Rechtspositivisme is de stroming dat recht alleen recht is als het volgens juridische procedure tot stand is gekomen. Recht is dus van de mensen en is dus alleen daar waar mensen zijn (dus ruimtelijk en temporeel beperkt). Recht verandert in deze stroming mee met de tijd. Rechtspositivisme is vooral een objectieve omschrijving van legaliteit. Onrechtvaardig recht is ook recht in deze stroming.
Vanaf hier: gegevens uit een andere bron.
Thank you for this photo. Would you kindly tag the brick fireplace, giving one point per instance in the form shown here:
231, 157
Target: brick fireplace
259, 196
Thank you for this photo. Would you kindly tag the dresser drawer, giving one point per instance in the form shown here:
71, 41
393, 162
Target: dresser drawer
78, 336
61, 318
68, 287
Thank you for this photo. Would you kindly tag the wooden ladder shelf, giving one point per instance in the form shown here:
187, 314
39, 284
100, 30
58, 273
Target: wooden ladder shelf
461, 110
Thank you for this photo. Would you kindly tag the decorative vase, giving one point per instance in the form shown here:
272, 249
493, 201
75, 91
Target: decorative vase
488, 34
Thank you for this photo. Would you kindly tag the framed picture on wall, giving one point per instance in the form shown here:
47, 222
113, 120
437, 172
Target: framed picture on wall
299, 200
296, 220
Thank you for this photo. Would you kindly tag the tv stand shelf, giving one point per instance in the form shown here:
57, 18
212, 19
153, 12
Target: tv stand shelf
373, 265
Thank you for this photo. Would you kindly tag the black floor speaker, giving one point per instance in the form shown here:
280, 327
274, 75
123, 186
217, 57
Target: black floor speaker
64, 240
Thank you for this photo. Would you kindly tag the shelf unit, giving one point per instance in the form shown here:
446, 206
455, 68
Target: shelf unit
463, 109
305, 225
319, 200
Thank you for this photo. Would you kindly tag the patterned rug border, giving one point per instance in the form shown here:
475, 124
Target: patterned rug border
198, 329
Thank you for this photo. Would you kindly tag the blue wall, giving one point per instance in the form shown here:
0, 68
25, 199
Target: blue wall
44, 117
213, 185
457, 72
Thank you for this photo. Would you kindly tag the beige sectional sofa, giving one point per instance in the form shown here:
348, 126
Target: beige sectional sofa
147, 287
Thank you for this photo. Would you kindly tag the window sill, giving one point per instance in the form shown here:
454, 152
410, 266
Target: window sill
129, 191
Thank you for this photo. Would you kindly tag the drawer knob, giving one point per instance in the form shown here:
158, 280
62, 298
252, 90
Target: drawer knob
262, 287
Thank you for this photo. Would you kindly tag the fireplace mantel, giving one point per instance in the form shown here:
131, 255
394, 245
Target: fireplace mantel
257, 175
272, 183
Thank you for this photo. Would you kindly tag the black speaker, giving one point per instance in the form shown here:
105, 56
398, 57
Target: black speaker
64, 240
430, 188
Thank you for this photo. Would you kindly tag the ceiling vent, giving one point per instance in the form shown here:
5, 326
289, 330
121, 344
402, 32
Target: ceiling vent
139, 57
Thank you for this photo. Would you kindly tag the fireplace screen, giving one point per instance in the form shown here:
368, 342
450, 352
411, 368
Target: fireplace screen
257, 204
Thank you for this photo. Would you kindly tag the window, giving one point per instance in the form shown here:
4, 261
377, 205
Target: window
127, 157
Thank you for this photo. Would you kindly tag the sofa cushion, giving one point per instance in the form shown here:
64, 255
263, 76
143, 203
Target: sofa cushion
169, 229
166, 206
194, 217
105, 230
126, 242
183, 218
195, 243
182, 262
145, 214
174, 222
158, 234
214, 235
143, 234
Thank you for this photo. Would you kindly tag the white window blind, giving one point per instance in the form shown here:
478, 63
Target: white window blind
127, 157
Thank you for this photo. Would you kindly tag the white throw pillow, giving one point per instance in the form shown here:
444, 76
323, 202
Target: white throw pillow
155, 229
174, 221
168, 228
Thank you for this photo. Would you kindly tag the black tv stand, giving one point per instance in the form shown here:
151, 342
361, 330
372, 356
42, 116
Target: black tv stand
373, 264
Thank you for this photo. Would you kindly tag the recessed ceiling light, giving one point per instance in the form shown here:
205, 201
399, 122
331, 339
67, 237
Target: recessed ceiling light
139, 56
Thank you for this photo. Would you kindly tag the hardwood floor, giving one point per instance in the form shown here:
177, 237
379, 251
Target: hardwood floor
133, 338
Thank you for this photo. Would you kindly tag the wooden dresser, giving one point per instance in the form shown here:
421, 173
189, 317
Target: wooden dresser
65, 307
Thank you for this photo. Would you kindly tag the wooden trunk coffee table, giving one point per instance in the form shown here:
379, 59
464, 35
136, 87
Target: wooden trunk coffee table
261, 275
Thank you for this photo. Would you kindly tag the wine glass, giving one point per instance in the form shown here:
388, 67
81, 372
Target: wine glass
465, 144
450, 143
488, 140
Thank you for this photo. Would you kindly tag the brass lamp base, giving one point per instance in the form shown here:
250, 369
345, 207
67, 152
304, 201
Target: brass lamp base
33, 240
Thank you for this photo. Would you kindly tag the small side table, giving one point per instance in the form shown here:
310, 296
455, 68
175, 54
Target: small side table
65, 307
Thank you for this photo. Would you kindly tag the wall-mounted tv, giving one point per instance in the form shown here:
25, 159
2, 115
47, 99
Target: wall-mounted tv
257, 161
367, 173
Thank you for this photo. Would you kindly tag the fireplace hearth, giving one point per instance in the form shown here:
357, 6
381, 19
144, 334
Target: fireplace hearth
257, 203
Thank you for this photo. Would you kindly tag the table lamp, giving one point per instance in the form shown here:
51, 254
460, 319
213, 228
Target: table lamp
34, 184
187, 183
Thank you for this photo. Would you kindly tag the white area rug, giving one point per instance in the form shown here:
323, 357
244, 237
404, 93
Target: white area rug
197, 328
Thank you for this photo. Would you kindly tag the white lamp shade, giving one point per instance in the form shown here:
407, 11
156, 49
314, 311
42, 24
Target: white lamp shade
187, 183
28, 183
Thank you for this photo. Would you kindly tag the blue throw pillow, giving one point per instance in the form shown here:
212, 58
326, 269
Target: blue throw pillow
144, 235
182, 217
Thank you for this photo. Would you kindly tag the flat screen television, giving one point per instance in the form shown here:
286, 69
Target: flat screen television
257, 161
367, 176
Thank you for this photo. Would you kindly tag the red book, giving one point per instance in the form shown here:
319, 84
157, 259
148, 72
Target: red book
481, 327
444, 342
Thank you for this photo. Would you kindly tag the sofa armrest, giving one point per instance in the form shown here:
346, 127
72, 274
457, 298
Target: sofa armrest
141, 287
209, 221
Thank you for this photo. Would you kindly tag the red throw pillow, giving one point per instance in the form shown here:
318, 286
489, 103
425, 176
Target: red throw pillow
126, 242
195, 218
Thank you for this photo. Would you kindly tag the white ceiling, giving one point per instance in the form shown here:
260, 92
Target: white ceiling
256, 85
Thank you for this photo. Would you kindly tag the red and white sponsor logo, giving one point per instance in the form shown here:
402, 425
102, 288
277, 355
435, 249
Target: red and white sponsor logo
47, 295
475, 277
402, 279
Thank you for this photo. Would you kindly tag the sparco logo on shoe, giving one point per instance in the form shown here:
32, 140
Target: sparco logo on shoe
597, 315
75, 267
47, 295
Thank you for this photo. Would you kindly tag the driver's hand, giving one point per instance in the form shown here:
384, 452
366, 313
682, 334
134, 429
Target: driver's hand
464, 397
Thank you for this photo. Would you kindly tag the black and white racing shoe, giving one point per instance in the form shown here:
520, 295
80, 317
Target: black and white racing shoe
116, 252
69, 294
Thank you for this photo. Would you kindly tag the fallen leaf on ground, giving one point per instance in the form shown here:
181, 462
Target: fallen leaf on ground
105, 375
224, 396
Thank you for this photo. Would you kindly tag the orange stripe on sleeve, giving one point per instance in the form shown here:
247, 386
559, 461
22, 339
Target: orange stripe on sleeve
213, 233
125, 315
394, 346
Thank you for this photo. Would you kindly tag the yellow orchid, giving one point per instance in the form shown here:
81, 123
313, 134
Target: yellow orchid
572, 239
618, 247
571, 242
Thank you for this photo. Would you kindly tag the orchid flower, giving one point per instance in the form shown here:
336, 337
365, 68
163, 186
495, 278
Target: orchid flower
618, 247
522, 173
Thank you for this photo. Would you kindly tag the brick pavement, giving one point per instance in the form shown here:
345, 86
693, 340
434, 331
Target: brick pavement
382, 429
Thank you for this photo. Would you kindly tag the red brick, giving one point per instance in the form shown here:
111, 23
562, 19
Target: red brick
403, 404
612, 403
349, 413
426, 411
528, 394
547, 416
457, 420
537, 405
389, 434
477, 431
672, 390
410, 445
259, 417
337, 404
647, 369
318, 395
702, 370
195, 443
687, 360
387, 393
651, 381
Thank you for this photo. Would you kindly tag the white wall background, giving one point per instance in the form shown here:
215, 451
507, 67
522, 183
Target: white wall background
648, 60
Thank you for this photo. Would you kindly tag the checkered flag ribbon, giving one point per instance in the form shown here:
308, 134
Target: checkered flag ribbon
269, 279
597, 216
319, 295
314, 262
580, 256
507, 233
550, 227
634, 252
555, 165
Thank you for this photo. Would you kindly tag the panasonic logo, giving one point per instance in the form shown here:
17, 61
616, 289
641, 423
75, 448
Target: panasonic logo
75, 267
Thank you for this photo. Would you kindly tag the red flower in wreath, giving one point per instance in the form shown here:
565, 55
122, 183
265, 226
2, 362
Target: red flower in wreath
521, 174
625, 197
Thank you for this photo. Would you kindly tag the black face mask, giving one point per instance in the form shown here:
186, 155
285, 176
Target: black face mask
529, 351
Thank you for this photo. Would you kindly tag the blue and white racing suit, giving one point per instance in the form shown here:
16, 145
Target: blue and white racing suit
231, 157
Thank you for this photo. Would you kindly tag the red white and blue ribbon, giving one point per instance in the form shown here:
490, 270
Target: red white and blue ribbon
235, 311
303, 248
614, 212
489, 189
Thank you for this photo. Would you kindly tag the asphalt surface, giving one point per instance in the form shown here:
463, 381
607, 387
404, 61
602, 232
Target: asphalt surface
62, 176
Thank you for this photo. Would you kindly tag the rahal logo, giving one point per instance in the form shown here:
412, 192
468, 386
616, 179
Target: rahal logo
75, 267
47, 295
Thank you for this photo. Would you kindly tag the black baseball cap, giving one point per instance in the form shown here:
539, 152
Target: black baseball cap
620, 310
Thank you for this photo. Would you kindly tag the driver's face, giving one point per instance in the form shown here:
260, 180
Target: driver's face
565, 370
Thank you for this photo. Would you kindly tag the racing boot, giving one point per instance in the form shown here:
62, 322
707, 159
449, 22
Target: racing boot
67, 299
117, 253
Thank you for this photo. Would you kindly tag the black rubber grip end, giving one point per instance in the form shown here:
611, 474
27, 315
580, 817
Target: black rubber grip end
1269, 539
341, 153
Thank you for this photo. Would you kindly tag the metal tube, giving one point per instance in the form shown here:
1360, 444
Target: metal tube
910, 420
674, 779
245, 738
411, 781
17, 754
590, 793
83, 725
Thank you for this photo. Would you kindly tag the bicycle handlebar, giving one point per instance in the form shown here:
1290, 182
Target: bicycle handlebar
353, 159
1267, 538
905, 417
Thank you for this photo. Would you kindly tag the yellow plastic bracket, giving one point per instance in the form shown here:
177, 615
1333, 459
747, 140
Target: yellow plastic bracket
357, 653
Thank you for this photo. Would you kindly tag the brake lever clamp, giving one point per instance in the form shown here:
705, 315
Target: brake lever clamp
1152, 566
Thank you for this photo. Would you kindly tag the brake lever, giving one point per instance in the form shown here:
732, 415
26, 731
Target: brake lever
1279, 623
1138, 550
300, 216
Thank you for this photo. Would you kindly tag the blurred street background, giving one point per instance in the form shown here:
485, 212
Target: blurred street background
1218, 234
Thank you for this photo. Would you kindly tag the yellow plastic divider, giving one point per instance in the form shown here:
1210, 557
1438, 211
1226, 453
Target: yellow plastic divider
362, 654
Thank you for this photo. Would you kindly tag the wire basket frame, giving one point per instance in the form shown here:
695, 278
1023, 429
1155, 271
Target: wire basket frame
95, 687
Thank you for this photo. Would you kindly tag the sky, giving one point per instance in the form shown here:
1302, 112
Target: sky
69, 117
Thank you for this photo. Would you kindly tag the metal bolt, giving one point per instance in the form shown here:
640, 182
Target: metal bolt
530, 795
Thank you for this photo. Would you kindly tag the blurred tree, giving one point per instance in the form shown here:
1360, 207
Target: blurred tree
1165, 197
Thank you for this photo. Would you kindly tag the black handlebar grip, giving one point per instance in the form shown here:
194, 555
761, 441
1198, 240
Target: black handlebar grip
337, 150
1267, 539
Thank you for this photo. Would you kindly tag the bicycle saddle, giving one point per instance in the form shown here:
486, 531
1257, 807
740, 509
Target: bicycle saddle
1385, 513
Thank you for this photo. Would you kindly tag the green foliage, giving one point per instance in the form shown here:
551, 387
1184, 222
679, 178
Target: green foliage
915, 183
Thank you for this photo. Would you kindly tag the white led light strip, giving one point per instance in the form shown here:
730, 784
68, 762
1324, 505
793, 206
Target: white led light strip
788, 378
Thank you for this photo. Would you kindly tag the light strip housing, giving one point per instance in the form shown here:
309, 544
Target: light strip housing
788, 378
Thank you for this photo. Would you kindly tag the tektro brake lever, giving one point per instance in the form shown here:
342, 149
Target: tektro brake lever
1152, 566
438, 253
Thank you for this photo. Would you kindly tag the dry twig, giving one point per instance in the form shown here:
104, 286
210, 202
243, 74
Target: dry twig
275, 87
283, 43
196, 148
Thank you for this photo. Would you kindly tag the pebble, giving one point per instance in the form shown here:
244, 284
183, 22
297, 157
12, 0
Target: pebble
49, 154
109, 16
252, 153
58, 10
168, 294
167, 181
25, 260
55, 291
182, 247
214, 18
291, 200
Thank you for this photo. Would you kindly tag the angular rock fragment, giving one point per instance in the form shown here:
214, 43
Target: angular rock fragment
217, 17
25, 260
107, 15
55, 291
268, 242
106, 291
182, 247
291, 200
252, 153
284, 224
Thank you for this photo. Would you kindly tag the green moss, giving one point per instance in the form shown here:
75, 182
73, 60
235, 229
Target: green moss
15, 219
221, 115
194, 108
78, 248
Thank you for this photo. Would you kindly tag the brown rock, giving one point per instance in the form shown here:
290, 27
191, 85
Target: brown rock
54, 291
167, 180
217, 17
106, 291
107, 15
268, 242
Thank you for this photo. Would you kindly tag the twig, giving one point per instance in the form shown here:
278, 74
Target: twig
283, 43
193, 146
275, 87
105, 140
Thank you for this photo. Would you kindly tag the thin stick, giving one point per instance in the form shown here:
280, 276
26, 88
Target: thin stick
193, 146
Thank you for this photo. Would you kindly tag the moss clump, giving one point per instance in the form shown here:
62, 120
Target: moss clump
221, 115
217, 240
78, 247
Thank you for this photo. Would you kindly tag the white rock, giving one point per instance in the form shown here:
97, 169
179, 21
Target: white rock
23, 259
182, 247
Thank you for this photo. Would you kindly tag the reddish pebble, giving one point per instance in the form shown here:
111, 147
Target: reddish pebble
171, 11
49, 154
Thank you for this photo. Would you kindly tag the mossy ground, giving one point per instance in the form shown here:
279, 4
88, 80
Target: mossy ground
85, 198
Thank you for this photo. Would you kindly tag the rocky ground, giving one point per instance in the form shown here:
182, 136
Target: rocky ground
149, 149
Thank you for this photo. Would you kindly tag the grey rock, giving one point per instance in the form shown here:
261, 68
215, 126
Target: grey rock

Cultuurrecht is een tussenstroming. Het bestaat alleen in de westerse samenleving. Cultuurrecht is een soort van beperkt natuurrecht. Zoals natuurrecht naar alle soorten van recht kijkt, kijkt cultuurrecht alleen naar grondrechten, mensenrechten en algemene rechtsbeginselen. Is het geponeerde recht in strijd met een ander aspect van het natuurrecht, dan is het geponeerde recht toch geldend recht. Ook geldt het cultuurrecht alleen in samenlevingen waar het erkend wordt, zoals de westerse samenlevingen.

 

Hans Kelsen

Kelsens bezwaren aan natuurrecht waren een gebrek aan harde definities en motivering en de overstap van feiten naar normen. Volgens Kelsen, het ultimum van een rechtspositivist, horen feiten en normen strikt gescheiden te zijn.

 

Radbruch

Radbruch is een natuurrechtaanhanger. Recht begint bij Radbruch altijd bij de rechtvaardigheid en het doel is altijd rechtszekerheid.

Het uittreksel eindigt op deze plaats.